CS - WOMAN'S OR DOCTOR'S CHOICE? : Abstract.



Presentation by Wendy Savage, Senior Lecturer in Obstetrics and Gynaecology, St Bartholomew's and the Royal London School of Medicine, and Honorary Professor, Department of Social Science, Middlesex University.


The rate of Caesarean Section (CS) has risen globally from about 1% in developed countries 50 years ago to rates of under 10% in the Netherlands, over 16% in the UK, 20% in Canada and Australia , a peak of 24% in the USA in 1992 and 37% in Chile last year. It is hard to justify a rate of more than 10% on medical grounds and research, mainly from the US, has shown that 'physician style' is the main reason for the widely differing rates found even within the same hospital. Colin Francome's first survey of obstetricians showed that changing attitudes to breech and forceps delivery were cited by obstetricians as the reason for the rise; in 1989 litigation and improved prognosis for prematures was given.

Women who go into labour naturally at term without any medical problems still have a rate of CS about 5% for a first and 2% for later pregnancies although after 4 the rate begins to rise again. Younger women have a lower rate than older women, tall women lower than short women and paradoxically, rich women have a higher rate than poor women. Those who advocate CS on 'request' cite the reduced risk of damage to the pelvic floor, the fact that about 1 baby in 1000 dies round the time of birth, the convenience of planned birth and the avoidance of the pain and uncertainty of the progress of labour. Those who argue against this approach cite the hazards of surgery, the unknown long-term outcome of CS, the known increased risk of placenta praevia, placenta praevia accreta and hysterectomy in subsequent pregnancies, and the higher maternal mortality.

The recent rise is being justified on the basis of women's choice, but can a woman make an informed choice when the information given about long term side-effects is incomplete or absent?

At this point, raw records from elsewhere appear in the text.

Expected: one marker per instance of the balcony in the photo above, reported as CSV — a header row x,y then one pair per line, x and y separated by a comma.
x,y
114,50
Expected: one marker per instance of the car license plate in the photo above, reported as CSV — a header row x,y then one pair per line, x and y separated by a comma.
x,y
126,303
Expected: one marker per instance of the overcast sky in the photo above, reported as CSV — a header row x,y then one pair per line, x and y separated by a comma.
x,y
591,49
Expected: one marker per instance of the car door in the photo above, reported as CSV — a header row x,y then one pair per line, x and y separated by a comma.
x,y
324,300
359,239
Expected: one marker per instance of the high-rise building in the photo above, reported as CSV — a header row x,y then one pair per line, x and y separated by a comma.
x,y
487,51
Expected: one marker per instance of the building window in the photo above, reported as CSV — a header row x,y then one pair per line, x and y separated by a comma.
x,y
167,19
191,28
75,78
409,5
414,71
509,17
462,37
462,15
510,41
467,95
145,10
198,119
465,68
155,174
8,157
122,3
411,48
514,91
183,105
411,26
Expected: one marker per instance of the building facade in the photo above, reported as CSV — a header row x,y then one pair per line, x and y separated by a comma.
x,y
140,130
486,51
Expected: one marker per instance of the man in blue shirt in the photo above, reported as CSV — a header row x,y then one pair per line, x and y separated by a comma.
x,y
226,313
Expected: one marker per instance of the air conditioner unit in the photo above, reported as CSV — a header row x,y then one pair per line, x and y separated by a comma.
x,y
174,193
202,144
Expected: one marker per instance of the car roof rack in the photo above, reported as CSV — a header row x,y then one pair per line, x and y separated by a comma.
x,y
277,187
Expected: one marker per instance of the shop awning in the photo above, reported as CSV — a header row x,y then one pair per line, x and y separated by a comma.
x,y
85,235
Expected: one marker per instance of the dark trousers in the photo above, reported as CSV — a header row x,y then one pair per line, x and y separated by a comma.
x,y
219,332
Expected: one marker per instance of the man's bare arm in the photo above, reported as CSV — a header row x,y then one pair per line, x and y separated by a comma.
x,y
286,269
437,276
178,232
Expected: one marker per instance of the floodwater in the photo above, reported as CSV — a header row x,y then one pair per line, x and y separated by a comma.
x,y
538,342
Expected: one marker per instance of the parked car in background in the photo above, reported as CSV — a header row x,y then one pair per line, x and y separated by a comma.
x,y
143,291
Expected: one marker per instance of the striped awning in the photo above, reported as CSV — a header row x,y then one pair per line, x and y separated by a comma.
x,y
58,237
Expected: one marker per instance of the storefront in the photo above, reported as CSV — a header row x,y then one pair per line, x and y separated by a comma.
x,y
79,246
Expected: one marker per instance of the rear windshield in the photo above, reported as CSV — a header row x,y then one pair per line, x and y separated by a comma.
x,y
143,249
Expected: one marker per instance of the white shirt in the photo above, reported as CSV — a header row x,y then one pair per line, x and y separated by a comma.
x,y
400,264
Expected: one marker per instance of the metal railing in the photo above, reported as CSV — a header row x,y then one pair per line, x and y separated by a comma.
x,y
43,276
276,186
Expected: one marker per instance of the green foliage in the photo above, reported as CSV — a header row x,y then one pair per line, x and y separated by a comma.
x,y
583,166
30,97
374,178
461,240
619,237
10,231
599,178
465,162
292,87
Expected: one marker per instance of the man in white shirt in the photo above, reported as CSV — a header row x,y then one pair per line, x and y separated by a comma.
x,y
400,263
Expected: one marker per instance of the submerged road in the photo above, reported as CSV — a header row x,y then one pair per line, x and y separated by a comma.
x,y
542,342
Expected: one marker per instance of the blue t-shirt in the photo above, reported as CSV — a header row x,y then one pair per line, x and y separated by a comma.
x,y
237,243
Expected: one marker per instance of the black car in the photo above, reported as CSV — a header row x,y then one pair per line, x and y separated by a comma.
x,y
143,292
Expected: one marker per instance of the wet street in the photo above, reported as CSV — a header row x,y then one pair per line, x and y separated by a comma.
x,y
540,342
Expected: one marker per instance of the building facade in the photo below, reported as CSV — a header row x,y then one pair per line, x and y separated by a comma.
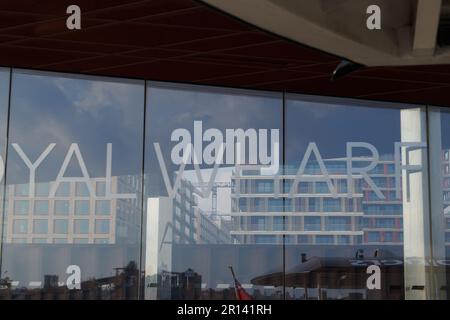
x,y
102,201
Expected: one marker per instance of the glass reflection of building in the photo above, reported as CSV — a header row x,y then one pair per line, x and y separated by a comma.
x,y
262,214
73,216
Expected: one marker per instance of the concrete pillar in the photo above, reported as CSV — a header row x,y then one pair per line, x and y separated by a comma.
x,y
419,206
158,246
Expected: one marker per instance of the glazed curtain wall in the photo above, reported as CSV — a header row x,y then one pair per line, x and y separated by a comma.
x,y
126,189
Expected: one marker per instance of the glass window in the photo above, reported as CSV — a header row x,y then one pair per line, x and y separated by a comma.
x,y
81,189
19,240
100,188
343,239
42,189
101,226
264,186
324,239
241,120
314,204
323,138
61,226
41,207
331,205
81,124
338,223
21,207
81,226
373,236
20,226
63,189
40,226
101,241
62,207
81,240
312,224
22,190
81,207
102,207
39,240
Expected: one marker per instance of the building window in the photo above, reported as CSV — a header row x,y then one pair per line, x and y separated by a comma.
x,y
22,190
101,241
331,205
265,239
42,189
100,188
314,205
322,187
40,226
19,240
388,237
312,224
324,239
373,236
81,226
21,207
63,189
343,239
81,189
102,226
61,226
81,240
39,240
102,207
385,223
62,207
264,186
258,223
41,207
20,226
82,207
276,205
338,223
278,224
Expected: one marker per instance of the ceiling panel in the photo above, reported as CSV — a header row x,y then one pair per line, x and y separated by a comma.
x,y
187,41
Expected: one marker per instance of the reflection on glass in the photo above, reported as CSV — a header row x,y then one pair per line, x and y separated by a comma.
x,y
196,232
75,153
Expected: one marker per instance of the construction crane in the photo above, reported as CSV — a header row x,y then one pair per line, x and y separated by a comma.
x,y
215,186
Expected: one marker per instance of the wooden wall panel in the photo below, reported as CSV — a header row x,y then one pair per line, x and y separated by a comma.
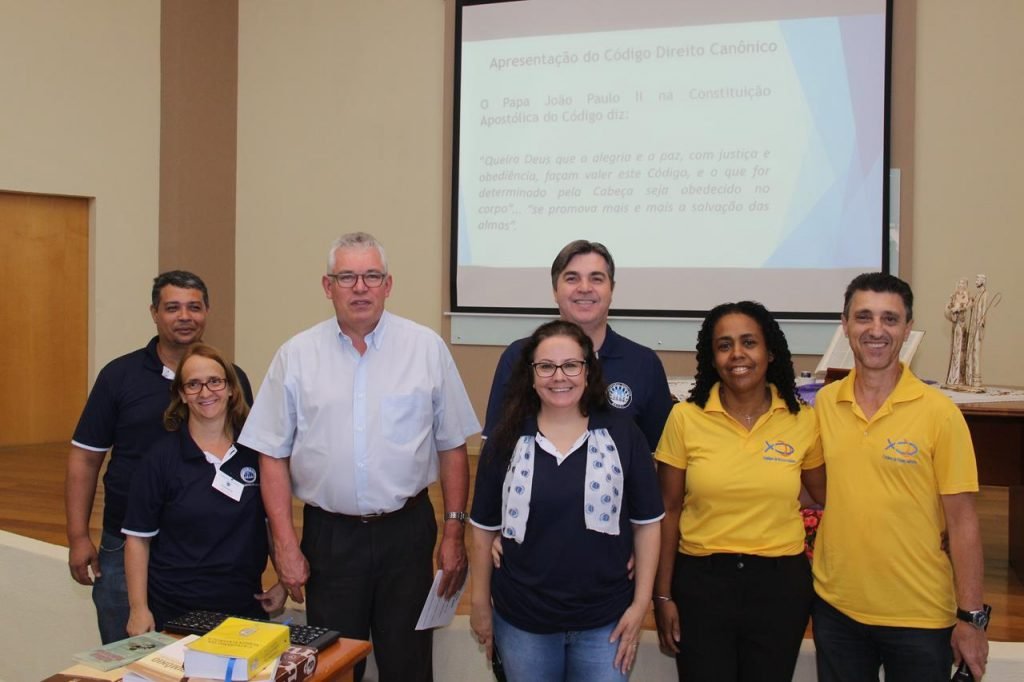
x,y
44,258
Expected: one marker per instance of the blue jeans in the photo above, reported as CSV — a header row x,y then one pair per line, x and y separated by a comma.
x,y
110,592
580,655
851,651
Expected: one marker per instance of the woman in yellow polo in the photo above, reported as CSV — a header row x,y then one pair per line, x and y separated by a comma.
x,y
733,588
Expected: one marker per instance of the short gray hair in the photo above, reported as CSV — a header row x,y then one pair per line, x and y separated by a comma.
x,y
355,241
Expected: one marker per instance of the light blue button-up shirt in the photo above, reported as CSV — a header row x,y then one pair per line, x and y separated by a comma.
x,y
363,431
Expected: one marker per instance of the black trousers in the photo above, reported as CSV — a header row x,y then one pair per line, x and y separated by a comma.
x,y
373,579
741,617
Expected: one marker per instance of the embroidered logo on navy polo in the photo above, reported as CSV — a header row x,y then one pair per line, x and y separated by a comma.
x,y
902,452
620,395
779,451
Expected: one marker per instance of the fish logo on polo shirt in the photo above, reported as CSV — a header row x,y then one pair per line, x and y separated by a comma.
x,y
900,451
620,395
778,451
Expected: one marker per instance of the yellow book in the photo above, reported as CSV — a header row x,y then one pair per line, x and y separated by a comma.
x,y
237,644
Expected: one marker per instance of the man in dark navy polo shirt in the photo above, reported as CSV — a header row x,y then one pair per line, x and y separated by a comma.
x,y
583,276
124,415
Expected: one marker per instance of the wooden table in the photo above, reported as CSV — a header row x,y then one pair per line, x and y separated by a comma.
x,y
336,663
997,432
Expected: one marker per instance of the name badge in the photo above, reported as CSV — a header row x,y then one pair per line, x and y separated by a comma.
x,y
224,483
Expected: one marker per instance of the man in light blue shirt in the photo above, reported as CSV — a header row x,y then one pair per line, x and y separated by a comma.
x,y
356,416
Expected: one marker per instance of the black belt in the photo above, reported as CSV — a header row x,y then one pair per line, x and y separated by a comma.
x,y
370,518
738,561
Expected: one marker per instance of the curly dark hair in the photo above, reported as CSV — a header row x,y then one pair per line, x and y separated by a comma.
x,y
238,410
780,371
521,399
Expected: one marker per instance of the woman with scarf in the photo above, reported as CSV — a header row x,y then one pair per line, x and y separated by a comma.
x,y
570,486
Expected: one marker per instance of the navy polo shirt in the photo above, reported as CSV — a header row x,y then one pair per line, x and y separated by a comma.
x,y
637,384
209,551
564,577
125,415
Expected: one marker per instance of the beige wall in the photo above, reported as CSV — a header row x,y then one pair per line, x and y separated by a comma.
x,y
80,86
339,129
341,119
970,174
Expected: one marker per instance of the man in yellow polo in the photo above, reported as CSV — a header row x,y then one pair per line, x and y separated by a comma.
x,y
901,472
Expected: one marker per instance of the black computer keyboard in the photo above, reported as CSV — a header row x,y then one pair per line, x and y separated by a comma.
x,y
200,623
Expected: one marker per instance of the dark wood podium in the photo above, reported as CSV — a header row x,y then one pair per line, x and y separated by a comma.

Recently the FIGO Committee for the Ethical Aspects of Human reproduction and Women's Health issued the following statement:

(1999 International Journal of O&G vol 64 317-222)


Ethical aspects regarding caesarian delivery for non-medical reasons.


1. The medical profession throughout the world has been concerned for many years at the increasing rate of caesarian delivery. Many factors, medical, legal, psychological, social and financial have contributed to this increase. Efforts to reduce the excessive use of this procedure have been disappointing.


2. Caesarian section is a surgical intervention with potential hazards for both mother and child. It also uses more health care resources than normal vaginal delivery.


3. Physicians have a professional duty to do nothing that may harm their patients. They also have an ethical duty to society to allocate health care resources wisely to procedures and treatments for which there is clear evidence of a net benefit to health. Physicians are not obligated to perform an intervention for which there is no medical advantage.


4. Recently in some societies obstetricians have had increasing requests from women to be delivered by CS for personal rather than for medical reasons.


5. At present there is no hard evidence on the relative risks and benefits of term CS delivery for non-medical reasons, as compared with vaginal delivery. However, available evidence suggests that normal vaginal delivery is safer in the short-term and the long-term for both mother and child. Surgery on the uterus also has implications for later pregnancies and deliveries. In addition there is also a natural concern at introducing an artificial method of delivery in place of the natural process without medical justification.


6. Physicians have the responsibility to inform and counsel women in this matter. At present, because hard evidence of net benefit does not exist, performing CS for non-medical reasons is ethically not justified.